What kind of reality can be perceived when the core problems of theology are freed from dependency upon highly technical and arcane ways of thinking and speaking? Writing with the logical clarity and critical acumen for which he is well-known in theological circles, Julian N. Hartt demonstrates the reality of theology's problems and shows how they can be perceived as part of a "divine restiveness" in living. Hartt finds the "demands of revelation" to be most profoundly registered upon the imagination--that power of the spirit by which the shape of things to come is grasped."
Sensing a great hunger for fresh approaches to fundamental theological concerns, Hartt presents a boldly original scholarly work. In it the persistent theological puzzles about method are clarified, the elements of that method are described and major historical controversies about method are critiqued. Topics discussed include: beliefs and reasons, knowing and proving God, faith and hope, authority and scripture, revelation and historical evidence.
A significant contribution to theology, this book shows that theological method entails describing the ways in which faith makes sense. Doing this, it speaks about "incorrigible beliefs," those convictions so fundamental that without them the very sense of life and world would disappear. Sensing that society has begun to think of theological matters as mere inventions of theologians, Hartt seeks to return to those fundamental questions that are "the concrete situation of the serious-minded Christian in the contemporary world."
Endorsements & Reviews-
One of the church's and the nation's most neglected theologians is Julian Hartt, for he was at once thoroughly unapologetic and completely anti-triumphalist in his treatment of matters cultural and doctrinal and political. We thus owe a huge debt of gratitude to Wipf and Stock for reprinting (with fresh introductions) his long-unavailable work.
Ralph C. Wood, Baylor University
James Gustafson once stated: "Julian Hartt has one of the most brilliant and profound theological minds and spirits in the Christian community today; unfortunately he is one of the least appreciated theologians now writing."
This reissue of Julian Hartt's books makes available once again the work of this profound and brilliant theologian and makes it possible for a new generation to appreciate his work.

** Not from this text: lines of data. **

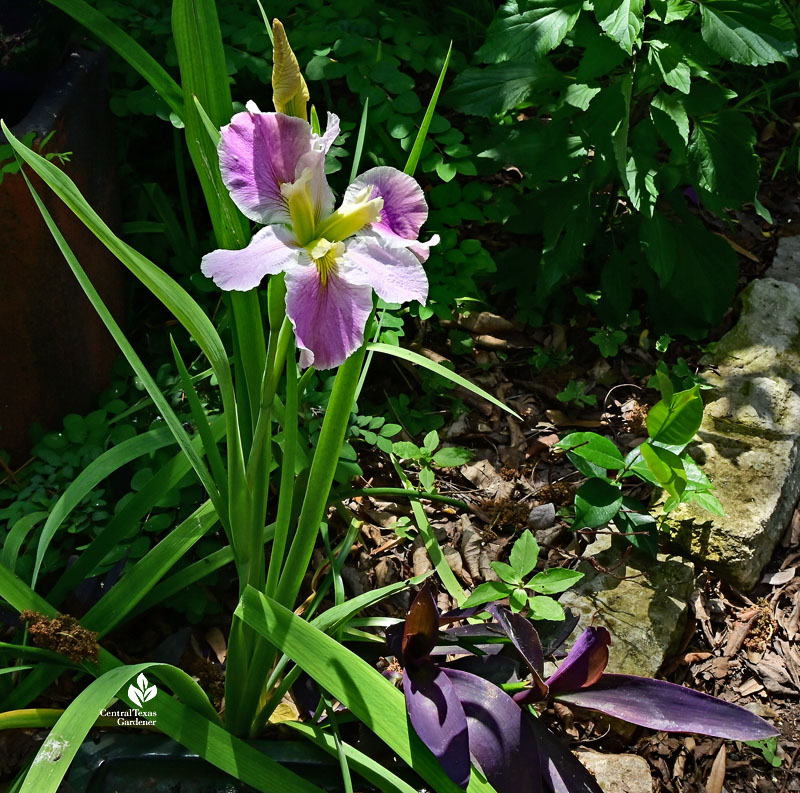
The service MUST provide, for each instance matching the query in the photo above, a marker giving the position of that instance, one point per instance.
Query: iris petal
(257, 153)
(328, 318)
(392, 270)
(272, 250)
(404, 208)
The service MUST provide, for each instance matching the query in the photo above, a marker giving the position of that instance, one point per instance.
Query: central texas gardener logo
(141, 691)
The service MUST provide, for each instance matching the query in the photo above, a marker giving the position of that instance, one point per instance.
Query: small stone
(786, 264)
(618, 773)
(542, 517)
(642, 602)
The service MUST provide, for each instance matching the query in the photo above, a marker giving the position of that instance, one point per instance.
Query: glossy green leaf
(752, 32)
(524, 554)
(666, 467)
(622, 20)
(487, 593)
(99, 469)
(555, 579)
(722, 154)
(126, 47)
(545, 608)
(676, 422)
(528, 29)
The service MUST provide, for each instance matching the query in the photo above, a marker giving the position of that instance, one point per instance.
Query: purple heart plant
(465, 719)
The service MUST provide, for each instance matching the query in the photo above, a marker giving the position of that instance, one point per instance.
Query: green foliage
(531, 594)
(429, 457)
(575, 392)
(9, 165)
(622, 112)
(661, 460)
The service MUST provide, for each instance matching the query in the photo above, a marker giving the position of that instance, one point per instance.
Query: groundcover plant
(461, 715)
(323, 266)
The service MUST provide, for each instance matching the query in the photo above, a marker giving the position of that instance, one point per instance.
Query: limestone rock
(786, 264)
(645, 612)
(618, 773)
(750, 437)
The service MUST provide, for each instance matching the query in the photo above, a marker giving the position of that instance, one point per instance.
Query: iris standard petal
(325, 141)
(272, 250)
(392, 270)
(404, 208)
(257, 153)
(329, 317)
(319, 190)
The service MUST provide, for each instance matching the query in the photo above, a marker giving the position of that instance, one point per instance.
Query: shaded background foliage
(636, 117)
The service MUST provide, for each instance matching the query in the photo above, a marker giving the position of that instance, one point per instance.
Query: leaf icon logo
(141, 692)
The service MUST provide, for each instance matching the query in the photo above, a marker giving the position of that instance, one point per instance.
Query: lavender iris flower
(274, 168)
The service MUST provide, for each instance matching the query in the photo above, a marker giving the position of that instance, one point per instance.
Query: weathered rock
(642, 603)
(786, 264)
(750, 437)
(542, 517)
(618, 773)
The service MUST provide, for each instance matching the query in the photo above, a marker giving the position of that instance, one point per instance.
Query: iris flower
(274, 168)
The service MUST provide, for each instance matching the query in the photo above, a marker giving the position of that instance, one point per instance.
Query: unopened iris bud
(289, 90)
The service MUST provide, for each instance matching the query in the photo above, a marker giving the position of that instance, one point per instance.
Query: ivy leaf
(529, 33)
(622, 20)
(596, 503)
(524, 554)
(556, 579)
(752, 32)
(723, 158)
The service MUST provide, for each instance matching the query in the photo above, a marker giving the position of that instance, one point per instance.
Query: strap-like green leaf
(425, 363)
(419, 142)
(360, 687)
(94, 473)
(119, 41)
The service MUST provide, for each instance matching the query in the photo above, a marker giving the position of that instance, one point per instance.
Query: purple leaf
(497, 669)
(500, 739)
(524, 637)
(438, 717)
(454, 615)
(562, 772)
(585, 663)
(422, 625)
(666, 706)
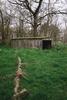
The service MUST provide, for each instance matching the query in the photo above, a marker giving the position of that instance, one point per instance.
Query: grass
(46, 70)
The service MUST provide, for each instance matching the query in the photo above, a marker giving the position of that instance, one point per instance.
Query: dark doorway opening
(46, 44)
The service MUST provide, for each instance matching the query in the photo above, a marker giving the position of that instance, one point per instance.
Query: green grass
(46, 70)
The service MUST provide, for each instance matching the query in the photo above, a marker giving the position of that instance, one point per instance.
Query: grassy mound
(46, 70)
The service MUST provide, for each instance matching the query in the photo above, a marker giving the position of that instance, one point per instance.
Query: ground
(46, 77)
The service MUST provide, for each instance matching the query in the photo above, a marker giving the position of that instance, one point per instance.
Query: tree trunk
(35, 26)
(2, 27)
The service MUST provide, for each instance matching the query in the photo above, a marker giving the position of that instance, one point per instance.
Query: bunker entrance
(46, 44)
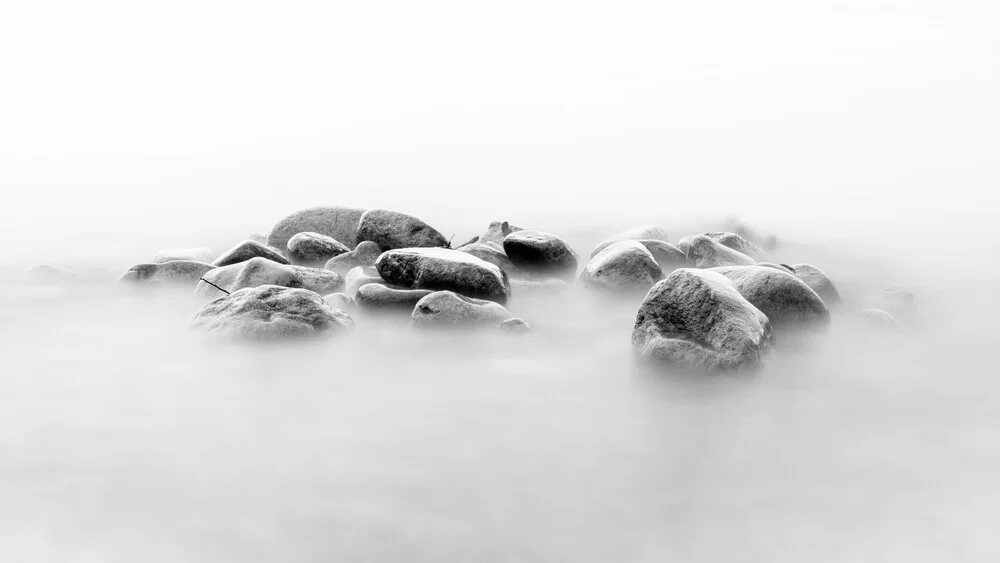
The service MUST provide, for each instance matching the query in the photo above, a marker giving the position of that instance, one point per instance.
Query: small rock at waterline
(311, 249)
(271, 312)
(696, 319)
(447, 308)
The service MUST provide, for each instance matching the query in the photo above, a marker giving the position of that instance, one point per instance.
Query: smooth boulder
(447, 308)
(245, 251)
(786, 300)
(540, 254)
(622, 266)
(271, 312)
(175, 272)
(705, 252)
(309, 249)
(392, 229)
(339, 223)
(443, 269)
(696, 319)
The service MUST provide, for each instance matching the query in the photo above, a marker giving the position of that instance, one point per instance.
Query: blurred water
(124, 437)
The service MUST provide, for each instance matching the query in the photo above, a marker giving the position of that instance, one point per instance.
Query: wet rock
(245, 251)
(392, 229)
(443, 269)
(447, 308)
(313, 249)
(696, 319)
(364, 254)
(786, 300)
(339, 223)
(497, 231)
(818, 281)
(492, 254)
(198, 254)
(622, 266)
(261, 271)
(540, 254)
(271, 312)
(704, 252)
(361, 276)
(375, 296)
(340, 301)
(175, 272)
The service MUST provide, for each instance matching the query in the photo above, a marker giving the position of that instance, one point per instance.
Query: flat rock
(271, 312)
(198, 254)
(175, 272)
(786, 300)
(392, 229)
(313, 249)
(245, 251)
(375, 296)
(696, 319)
(364, 254)
(447, 308)
(444, 269)
(622, 266)
(705, 252)
(537, 253)
(339, 223)
(818, 281)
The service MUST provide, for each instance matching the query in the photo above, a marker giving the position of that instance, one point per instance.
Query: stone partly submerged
(339, 223)
(378, 297)
(623, 266)
(313, 249)
(705, 252)
(540, 254)
(261, 271)
(440, 269)
(197, 254)
(697, 320)
(271, 312)
(364, 254)
(818, 281)
(447, 308)
(175, 272)
(245, 251)
(392, 229)
(786, 300)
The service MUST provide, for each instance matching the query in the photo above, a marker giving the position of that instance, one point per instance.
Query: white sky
(119, 118)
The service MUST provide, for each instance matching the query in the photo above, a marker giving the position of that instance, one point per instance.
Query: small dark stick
(215, 286)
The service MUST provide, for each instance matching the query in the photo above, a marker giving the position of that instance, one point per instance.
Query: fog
(863, 135)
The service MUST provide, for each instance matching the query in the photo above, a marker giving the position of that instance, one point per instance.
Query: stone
(696, 319)
(392, 229)
(245, 251)
(818, 281)
(271, 312)
(364, 254)
(497, 231)
(444, 269)
(339, 223)
(492, 254)
(360, 276)
(787, 301)
(622, 266)
(540, 254)
(447, 308)
(198, 254)
(375, 296)
(312, 249)
(705, 252)
(261, 271)
(175, 272)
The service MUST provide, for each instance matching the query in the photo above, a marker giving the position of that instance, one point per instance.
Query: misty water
(124, 436)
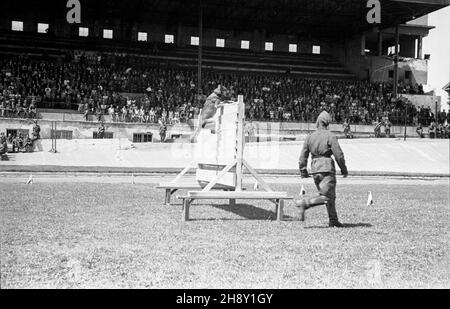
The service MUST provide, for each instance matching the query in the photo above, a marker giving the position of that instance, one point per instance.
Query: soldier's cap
(220, 90)
(323, 120)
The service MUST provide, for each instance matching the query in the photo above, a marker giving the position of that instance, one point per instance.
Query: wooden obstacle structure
(224, 180)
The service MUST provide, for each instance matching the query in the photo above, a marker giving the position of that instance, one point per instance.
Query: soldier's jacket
(210, 108)
(322, 144)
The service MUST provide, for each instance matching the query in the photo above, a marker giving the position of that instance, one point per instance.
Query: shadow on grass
(346, 226)
(247, 212)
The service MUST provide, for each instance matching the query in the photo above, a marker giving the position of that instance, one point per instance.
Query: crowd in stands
(102, 85)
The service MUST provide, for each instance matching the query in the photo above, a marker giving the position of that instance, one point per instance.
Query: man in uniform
(209, 110)
(377, 129)
(419, 130)
(162, 130)
(387, 128)
(347, 129)
(3, 145)
(101, 131)
(322, 144)
(36, 131)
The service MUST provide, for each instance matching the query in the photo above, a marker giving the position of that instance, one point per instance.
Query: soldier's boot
(332, 214)
(306, 203)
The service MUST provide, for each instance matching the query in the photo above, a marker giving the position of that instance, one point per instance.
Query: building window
(169, 39)
(17, 25)
(142, 137)
(292, 48)
(61, 134)
(220, 42)
(391, 50)
(107, 33)
(83, 31)
(408, 74)
(42, 28)
(142, 36)
(16, 132)
(106, 135)
(245, 44)
(316, 49)
(195, 40)
(269, 46)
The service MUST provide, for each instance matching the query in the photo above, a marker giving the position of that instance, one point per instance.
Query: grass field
(86, 235)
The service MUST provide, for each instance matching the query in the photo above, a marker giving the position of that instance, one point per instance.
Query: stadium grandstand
(142, 61)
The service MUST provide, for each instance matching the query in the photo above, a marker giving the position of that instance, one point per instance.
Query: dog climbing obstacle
(220, 173)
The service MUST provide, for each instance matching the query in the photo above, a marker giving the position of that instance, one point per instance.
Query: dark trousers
(326, 185)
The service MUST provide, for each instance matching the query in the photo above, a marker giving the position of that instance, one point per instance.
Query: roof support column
(200, 52)
(396, 62)
(380, 43)
(420, 47)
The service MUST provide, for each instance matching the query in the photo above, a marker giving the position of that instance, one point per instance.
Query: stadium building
(261, 43)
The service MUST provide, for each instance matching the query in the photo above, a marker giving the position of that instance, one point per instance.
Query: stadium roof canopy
(328, 18)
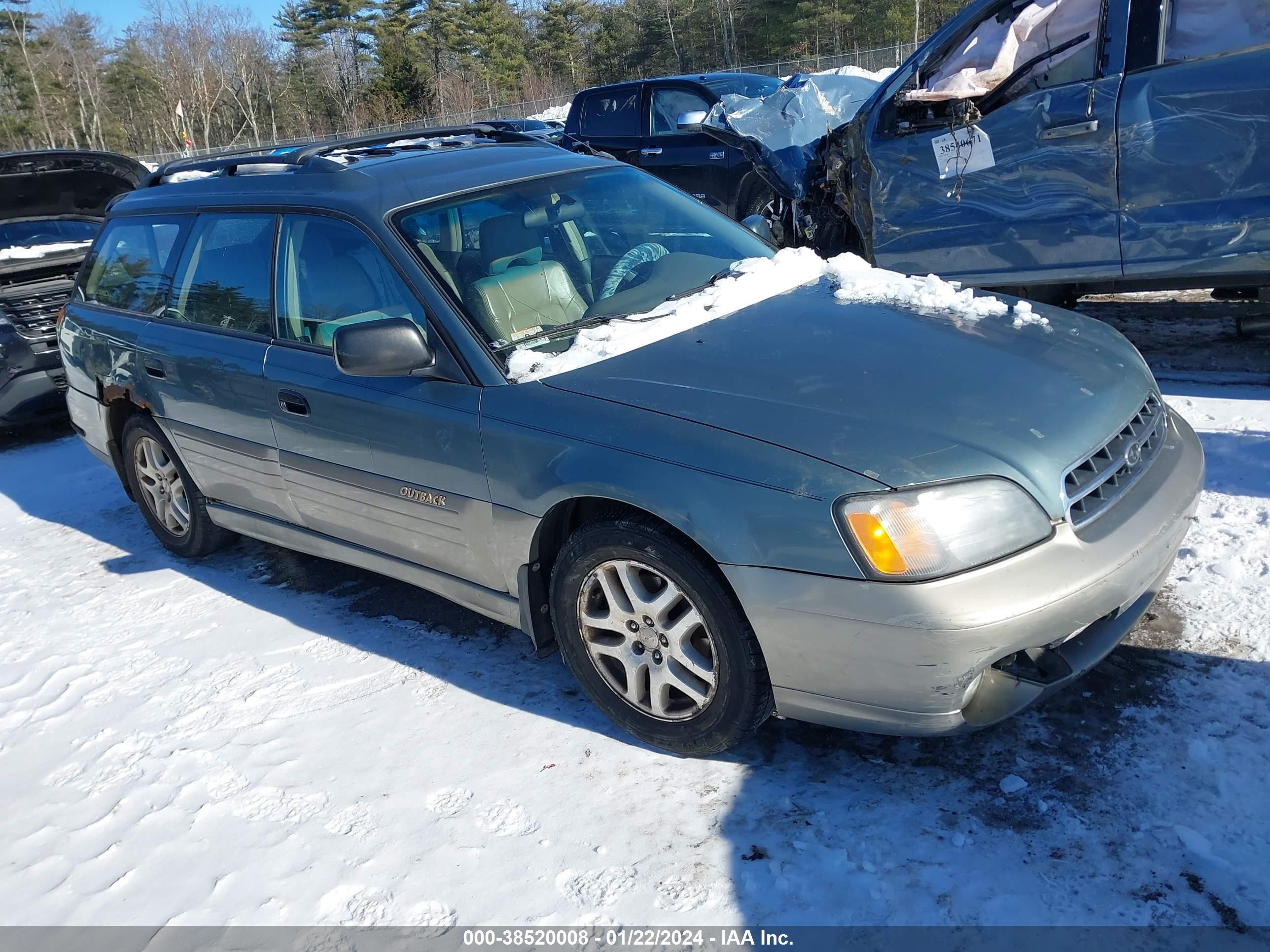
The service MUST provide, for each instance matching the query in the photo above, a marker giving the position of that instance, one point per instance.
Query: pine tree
(559, 46)
(497, 37)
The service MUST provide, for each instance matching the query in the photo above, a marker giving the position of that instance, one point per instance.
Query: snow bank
(31, 252)
(556, 113)
(757, 280)
(876, 75)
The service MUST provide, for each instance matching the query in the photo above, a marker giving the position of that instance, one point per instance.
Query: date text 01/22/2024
(644, 938)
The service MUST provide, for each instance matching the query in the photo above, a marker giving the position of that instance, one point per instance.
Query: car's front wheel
(656, 639)
(168, 498)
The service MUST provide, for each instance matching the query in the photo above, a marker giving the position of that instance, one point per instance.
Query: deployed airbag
(1209, 27)
(786, 127)
(995, 50)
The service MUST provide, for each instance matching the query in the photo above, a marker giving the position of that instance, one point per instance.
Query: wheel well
(554, 531)
(117, 413)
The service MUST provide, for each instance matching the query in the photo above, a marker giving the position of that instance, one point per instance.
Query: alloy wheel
(162, 485)
(648, 640)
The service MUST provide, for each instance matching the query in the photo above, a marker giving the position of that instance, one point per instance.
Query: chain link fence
(873, 60)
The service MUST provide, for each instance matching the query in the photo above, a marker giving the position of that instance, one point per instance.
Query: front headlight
(922, 534)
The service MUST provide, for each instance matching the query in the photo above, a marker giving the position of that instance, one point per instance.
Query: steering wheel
(638, 256)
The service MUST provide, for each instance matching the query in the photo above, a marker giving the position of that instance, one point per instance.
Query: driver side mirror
(387, 348)
(691, 121)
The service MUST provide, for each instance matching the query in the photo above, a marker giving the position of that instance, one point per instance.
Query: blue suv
(388, 353)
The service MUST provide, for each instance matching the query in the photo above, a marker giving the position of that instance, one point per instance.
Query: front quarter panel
(100, 352)
(744, 502)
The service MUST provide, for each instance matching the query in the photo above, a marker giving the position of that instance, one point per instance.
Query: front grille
(1093, 485)
(34, 309)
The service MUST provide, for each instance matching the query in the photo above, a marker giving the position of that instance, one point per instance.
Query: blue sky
(117, 14)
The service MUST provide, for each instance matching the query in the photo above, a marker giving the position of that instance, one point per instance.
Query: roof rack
(229, 163)
(385, 140)
(314, 155)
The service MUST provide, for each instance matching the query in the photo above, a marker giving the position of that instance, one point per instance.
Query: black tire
(742, 697)
(204, 536)
(755, 202)
(1235, 294)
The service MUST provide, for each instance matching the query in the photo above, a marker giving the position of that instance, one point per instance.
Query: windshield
(46, 232)
(536, 261)
(750, 87)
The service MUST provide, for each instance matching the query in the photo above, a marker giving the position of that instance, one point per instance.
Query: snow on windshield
(30, 252)
(757, 280)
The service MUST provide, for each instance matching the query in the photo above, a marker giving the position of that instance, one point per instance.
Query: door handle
(1076, 129)
(292, 403)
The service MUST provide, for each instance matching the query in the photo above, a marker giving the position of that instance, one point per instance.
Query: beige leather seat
(520, 292)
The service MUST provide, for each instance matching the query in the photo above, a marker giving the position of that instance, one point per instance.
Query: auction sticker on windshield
(963, 151)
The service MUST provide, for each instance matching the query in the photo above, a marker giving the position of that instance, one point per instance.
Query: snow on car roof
(32, 252)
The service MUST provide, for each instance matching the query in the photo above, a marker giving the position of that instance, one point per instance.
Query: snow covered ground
(268, 738)
(553, 113)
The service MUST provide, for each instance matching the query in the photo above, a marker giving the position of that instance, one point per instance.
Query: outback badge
(420, 495)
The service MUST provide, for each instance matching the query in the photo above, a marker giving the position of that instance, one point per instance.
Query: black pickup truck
(656, 124)
(51, 208)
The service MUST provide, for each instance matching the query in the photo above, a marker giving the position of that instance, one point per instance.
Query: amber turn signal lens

Jonathan Wilson, Carey Theological College
Julian Hartt Ray L. Hart
Julian Norris Hartt is a graduate of Dakota Wesleyan University, Garrett Theological Seminary, Northwestern University (M.A.), and Yale University (Ph.D.). From 1932 to 1934, Dr. Hartt served as a minister of United Methodist churches in South Dakota. He has taught theology and philosophy at Berea College (1940-43) and Yale University (1943-53) and was Noah Porter Professor of Philosophical Theology at Yale (1953-72). Hartt is Professor Emeritus of Religious Studies at the University of Virginia, Charlottesville. He is the author of numerous articles, essays, and books including 'Humanism Versus Theism', 'Toward a Theology of Evangelism', 'Being Known and Being Revealed', 'A Christian Critique of American Culture', and 'Theology and the Church in the University'.